This week Nino started his settling in sessions at nursery. Having seen him through countless hospital visits, scans and over ten hours of open heart surgery, you’d think I could handle leaving him a cosy room surrounded by toys and a loving team of staff for a few hours. Not so much. It’s been a week of tears, and not all of them Nino’s. Separation anxiety, it seems, isn’t just for babies.
Yesterday I met my book agent for coffee in one of many attempts to distract myself from sitting at home whimpering whilst scrolling through photos of Nino on my phone (yep, I’m currently that mum). The conversation, as it’s often wont to do nowadays, turned to babies and how the second you announce a pregnancy, any decisions you make suddenly become something the world and their wife feel a need to voice an opinion on. Some people have offered copious amounts of sympathy for the fact that I’m going back to work – or even suggested I shouldn’t – whilst others have told me to pull my socks up and get on with life in the real world (or implied it, if not in quite as many words).
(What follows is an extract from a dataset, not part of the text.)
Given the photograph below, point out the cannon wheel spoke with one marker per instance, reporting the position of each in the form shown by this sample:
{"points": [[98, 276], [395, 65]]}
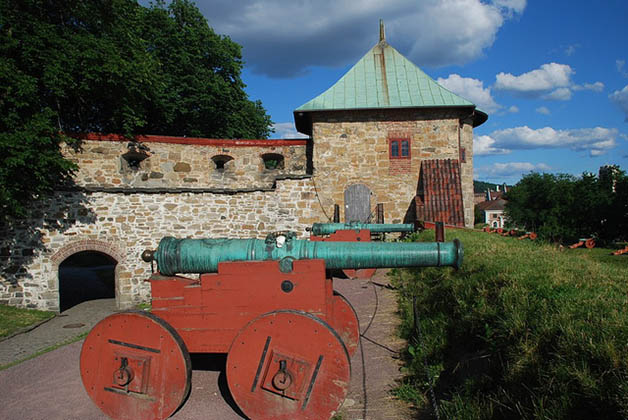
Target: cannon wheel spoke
{"points": [[134, 365], [288, 365]]}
However you look at it, sending a child to nursery is a rollercoaster ride of emotions. My mum always said to me that for that first year (especially when you’re breastfeeding) your baby is almost an extension of yourself – you know exactly when they eat, drink, sleep and poo, the little things that make them happy and the intricacies of every single cry. Being together makes you complete; being apart is so physically, mentally, everything hard, it hurts. Right now someone reading this is nodding their head whilst another is wondering why I’m such a softy: I get that. And I know that he has to grow up at some point, that there will be school and maybe university, trips away and eventually moving out for good. Growing up is all one long, slow plaster peeling off as our little boy makes his way into the wider world and becomes the independent person I absolutely want him to be. But right now? It’s tough.
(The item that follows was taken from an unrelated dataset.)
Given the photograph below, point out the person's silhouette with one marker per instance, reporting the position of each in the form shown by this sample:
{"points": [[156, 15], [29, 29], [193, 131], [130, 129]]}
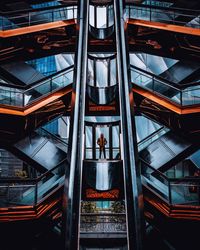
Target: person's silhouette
{"points": [[102, 143]]}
In an attempt to distract myself during one of Nino’s settling in sessions, I raided the baking cupboard and threw together these simple little frangipanes. Unlike these, these or these, there’s no pastry involved, just a moist little mixture of butter, sugar and ground hazelnuts bound with a little egg and topped with extra hazelnuts and demerara sugar for crunch. The blackberries turn into little pockets of juicy purple goodness which bleed beautifully into a dollop of cold creme fraiche when served just warm from the oven. They didn’t stop me from missing my boy for more than a few minutes, but in those minutes I managed to escape to a sweet, selfish place where I’m more than just a mum. Baking therapy at its very best.
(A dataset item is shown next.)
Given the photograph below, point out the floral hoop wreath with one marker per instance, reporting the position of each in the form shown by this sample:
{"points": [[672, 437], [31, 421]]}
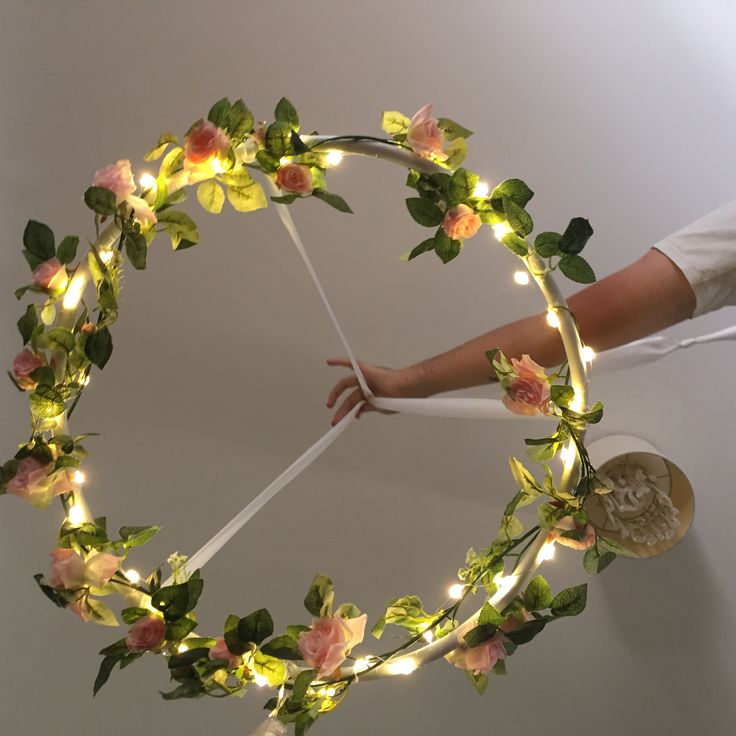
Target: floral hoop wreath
{"points": [[65, 336]]}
- 100g unsalted butter, room temperature
- 100g caster sugar
- 2 large eggs, lightly beaten
- 25g self raising flour
- 125g hazelnuts, toasted, skins removed & blitzed to a fine powder
- 170g blackberries
- 1 tbsp demerara sugar
- Preheat the oven to 180C/160C fan.
- In a stand mixer fitted or large bowl, cream together the butter and sugar until light and fluffy, about 5 minutes. Add the egg a little at a time until incorporated, taking care not to split the mixture, then sift over the flour. Stir in the ground hazelnuts and divide between six 10cm round non stick loose-bottomed tartlet tins (make sure to grease the tins if you don't have non stick!).
- Divide the blueberries between the tins, pressing gently into the mixture, then bake for 20 - 25 minutes until risen and golden on top. Remove from the oven and allow to cool for 15 minutes before removing from the tins. Best served warm with a dollop of creme fraiche.